Patterns — Orkestra

Five patterns covering the most common reasons teams reach for external:. Each shows the minimal Katalog snippet that makes it work and explains the key design choice.

Health gate

Gate a Deployment on an upstream service being healthy. When the health check fails the Deployment is not created or updated — no broken app, no partial rollout. The phase state machine surfaces the failure in status so it is visible in the Control Center.

onReconcile:
  external:
    - name: healthCheck
      url: "{{ .spec.healthCheckUrl }}"   # full URL — no path appended
      expectedStatus: 200
      continueOnError: true               # reconcile continues — failure visible in status
      timeout: 5s

  deployments:
    - name: "{{ .metadata.name }}"
      image: "{{ .spec.image }}"
      when:
        - field: external.healthCheck.status
          equals: "200"

status:
  fields:
    - path: phase
      value: "Degraded"
      when:
        - field: external.healthCheck.called
          equals: "true"
        - field: external.healthCheck.status
          notEquals: "200"

    - path: phase
      value: "Ready"
      when:
        - field: external.healthCheck.status
          equals: "200"
        - field: "{{ allReplicasReady .children.deployment }}"
          equals: "true"

    - path: lastHealthCheck
      value: "{{ .external.healthCheck.status }}"

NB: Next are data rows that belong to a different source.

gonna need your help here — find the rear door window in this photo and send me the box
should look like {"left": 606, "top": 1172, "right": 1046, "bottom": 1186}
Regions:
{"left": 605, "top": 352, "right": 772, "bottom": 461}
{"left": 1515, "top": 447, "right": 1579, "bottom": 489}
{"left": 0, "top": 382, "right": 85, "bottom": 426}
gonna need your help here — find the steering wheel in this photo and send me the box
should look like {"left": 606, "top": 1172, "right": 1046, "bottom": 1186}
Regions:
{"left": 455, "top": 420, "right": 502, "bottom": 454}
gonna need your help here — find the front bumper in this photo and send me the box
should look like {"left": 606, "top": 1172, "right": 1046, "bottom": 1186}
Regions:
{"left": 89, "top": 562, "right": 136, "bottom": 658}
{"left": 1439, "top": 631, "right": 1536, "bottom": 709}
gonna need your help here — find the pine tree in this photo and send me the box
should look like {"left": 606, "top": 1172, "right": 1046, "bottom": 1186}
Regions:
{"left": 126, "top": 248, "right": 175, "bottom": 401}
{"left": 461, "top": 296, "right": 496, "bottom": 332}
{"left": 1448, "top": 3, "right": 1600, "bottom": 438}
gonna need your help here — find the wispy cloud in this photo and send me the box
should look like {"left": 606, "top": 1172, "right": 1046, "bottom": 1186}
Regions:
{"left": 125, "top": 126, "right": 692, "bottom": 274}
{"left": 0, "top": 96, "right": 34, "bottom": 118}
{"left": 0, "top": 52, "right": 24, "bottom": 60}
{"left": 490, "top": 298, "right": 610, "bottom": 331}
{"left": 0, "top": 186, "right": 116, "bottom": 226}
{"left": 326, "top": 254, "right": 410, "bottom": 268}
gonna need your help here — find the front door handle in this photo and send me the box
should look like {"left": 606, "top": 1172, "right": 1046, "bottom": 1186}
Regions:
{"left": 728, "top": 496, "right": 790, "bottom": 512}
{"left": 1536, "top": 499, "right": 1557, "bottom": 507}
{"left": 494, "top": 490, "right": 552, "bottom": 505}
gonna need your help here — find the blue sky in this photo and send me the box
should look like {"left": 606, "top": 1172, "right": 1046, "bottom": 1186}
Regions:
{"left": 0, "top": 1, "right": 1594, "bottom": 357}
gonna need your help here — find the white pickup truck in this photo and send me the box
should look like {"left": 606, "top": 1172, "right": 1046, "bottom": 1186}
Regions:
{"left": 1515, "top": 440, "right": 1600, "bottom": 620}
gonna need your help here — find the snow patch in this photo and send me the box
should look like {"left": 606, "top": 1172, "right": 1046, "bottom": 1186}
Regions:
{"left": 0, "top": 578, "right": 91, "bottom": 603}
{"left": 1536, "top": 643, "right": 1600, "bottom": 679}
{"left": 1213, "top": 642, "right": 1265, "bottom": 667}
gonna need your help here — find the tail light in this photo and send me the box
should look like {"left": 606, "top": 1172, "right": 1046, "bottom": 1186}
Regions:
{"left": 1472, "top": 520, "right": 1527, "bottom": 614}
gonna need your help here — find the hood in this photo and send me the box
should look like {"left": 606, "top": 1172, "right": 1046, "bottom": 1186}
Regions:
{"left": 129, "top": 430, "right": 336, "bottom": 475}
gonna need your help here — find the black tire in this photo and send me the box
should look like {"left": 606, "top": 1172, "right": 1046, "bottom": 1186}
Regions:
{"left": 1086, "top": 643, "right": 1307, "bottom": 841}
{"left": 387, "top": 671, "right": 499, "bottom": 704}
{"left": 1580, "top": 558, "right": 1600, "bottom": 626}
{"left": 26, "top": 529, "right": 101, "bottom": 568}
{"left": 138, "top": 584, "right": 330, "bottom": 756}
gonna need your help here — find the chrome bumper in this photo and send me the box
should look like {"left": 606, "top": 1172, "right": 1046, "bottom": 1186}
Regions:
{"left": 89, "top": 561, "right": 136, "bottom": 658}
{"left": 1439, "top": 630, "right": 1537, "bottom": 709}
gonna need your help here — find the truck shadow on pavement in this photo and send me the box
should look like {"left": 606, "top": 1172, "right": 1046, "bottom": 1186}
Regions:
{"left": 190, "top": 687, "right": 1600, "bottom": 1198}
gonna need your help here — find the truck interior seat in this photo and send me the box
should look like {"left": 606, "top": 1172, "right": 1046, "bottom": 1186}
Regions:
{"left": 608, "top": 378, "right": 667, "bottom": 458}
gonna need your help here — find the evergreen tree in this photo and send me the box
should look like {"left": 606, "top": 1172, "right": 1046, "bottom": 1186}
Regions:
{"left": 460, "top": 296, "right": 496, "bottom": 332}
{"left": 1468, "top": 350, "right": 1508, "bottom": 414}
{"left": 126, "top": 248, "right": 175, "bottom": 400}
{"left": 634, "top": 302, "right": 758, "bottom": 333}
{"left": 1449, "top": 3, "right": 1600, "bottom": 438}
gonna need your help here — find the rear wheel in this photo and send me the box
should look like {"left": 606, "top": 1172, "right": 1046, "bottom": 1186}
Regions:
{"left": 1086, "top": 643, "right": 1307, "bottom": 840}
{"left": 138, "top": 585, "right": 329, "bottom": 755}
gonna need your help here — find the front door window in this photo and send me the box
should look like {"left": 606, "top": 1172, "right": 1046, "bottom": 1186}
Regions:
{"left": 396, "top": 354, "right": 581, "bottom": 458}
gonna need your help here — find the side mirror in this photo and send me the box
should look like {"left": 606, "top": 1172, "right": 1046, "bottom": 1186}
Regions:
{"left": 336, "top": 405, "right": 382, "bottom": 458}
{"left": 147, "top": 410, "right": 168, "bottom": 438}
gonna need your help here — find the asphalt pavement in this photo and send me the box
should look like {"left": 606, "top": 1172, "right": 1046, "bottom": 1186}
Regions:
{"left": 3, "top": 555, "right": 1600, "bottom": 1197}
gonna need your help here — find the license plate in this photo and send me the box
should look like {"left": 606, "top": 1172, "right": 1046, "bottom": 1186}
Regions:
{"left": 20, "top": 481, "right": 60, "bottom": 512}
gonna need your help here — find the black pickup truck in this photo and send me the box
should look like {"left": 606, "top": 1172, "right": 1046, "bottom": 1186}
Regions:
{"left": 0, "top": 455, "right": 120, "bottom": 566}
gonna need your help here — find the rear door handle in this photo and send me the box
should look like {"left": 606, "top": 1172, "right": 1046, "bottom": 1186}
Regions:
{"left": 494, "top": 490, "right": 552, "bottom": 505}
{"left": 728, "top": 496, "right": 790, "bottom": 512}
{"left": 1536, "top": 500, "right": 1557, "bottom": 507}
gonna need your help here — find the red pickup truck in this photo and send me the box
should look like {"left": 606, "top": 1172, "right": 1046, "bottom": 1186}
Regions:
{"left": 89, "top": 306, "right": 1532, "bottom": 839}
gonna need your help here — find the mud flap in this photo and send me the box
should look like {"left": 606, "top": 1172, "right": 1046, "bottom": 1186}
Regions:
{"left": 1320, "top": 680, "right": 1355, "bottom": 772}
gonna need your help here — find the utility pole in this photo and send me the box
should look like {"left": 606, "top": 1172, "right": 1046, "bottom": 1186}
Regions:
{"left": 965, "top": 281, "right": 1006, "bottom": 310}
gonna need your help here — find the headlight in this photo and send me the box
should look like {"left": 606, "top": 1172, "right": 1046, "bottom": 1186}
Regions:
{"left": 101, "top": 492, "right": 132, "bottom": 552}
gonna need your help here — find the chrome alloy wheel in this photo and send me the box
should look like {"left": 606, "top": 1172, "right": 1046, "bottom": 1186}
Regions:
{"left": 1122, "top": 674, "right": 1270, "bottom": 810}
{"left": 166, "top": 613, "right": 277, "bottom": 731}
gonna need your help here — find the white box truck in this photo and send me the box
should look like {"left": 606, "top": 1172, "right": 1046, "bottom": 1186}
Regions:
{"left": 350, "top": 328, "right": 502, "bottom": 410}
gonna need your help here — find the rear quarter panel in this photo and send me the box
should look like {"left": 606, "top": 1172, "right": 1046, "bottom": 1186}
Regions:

Use spec.healthCheckUrl (the full URL) rather than a base serviceUrl with /health appended. Each CR declares exactly which endpoint to call — production operators use internal standards like /healthz, /ready, or /actuator/health. The field name makes the intent explicit.

continueOnError: true means a failed health check surfaces in status.phase rather than as a reconcile error. Use continueOnError: false when the Deployment must never exist without a passing check — the reconcile halts and Ready=False is written to the condition.

Try it:

ork init --pack use-cases
cd external/01-health-gate
ork run --dev-server   # GET /health → 200, GET /status/503 → 503

kubectl apply -f cr-dev-healthy.yaml
kubectl apply -f cr-dev-degraded.yaml

Dynamic config injection

Fetch a JSON config blob from a config server on every reconcile. Embed the response body into a ConfigMap. The Deployment mounts the ConfigMap — the app always sees current config without a pod restart or a redeployment.

onReconcile:
  external:
    - name: appConfig
      url: "{{ .spec.serviceUrl }}/config/{{ .metadata.name }}"
      continueOnError: true   # config unavailable → retain the last written ConfigMap
      timeout: 5s

  configMaps:
    - name: "{{ .metadata.name }}-config"
      data:
        app.json: "{{ .external.appConfig.body }}"
      when:
        - field: external.appConfig.called
          equals: "true"
        - field: external.appConfig.error
          operator: notExists

  deployments:
    - name: "{{ .metadata.name }}"
      image: "{{ .spec.image }}"
      volumes:
        - name: app-config
          configMap:
            name: "{{ .metadata.name }}-config"
      volumeMounts:
        - name: app-config
          mountPath: /etc/config

status:
  fields:
    - path: configFresh
      value: "true"
      when:
        - field: external.appConfig.called
          equals: "true"
        - field: external.appConfig.error
          operator: notExists

The when: condition on the ConfigMap means the config is only overwritten when the call succeeds. A transient config service outage leaves the last-written config in place — the Deployment keeps running without interruption.

Try it:

ork init --pack use-cases
cd external/02-config-inject
ork run --dev-server   # GET /config/:name → static JSON blob

kubectl apply -f cr.yaml
kubectl get configmap my-app-config -o jsonpath='{.data.app\.json}' | jq .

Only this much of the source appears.